The 57-year-old's no-holds-barred approach has earned his Twitter account, @ikhide, a substantial following, many of whom are political officials awaiting his next tirade."

== Writings ==
Ikhide's writings mostly range between essays and creative non-fiction. He has been published in such reputable international journals as Ecclectica and Guernica.

=== Social media advocacy ===
Ikheloa is widely known for his social media advocacy. He has espoused that the best of African writing happening currently is no longer in books, but on the internet where people are free to write without pandering to anyone. He is famous for his controversial quips about how books are dying, but ideas live. Ikheloa's high regard of social media is closely related to the fact that he has built his literary career on social media, on his blog and social media accounts where he has thousands of followers and his pieces have been read by hundreds of thousands. His view relates that progress on the African literary front is closely tied to its acceptance of the present status quo. In his acceptance speech at the James Currey Literary Festival in the United Kingdom (UK), he said: "The greatest tragedy of modern literature is that those who are invested in the past, those who are wedded to the book, hold strong sway over the trajectory of the world's stories. These powerful keepers of the gate of stories insist on reading to a bored, disengaged world, one-dimensional pap, milled from a flat world. Imagine where the world would be today if mathematicians had insisted on feeding us faded truths from the slide rule. Computers would be relegated to third class status to be patronized by the mummified wealthy. And we would not be here today...

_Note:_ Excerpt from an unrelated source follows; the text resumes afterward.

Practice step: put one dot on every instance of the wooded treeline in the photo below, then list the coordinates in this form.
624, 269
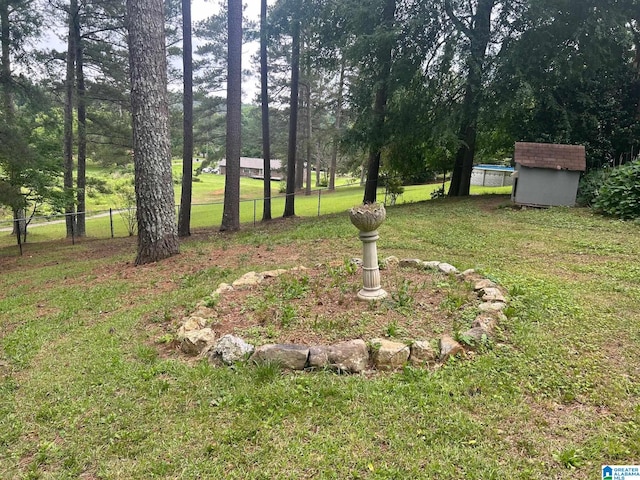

"On balance, the West has been supportive of African literature, but the Internet and social media house authentic African narrative, unlike the sanitized gruel from many traditional Western publishing houses. We must revive African narrative organically. Long live social media!" In a 2014 interview with Moonchild, when asked about New Nigerian writing, Ikhide expressed his sentiment that the present generation was easily the most innovative generation when it came to writing. According to him, because of what they did with social media, a number of them could be considered geniuses.

==Awards==
In September 2022, Ikheloa was honoured with a Lifetime Achievement Award in literary criticism at the James Currey Literary festival held at Oxford University, England.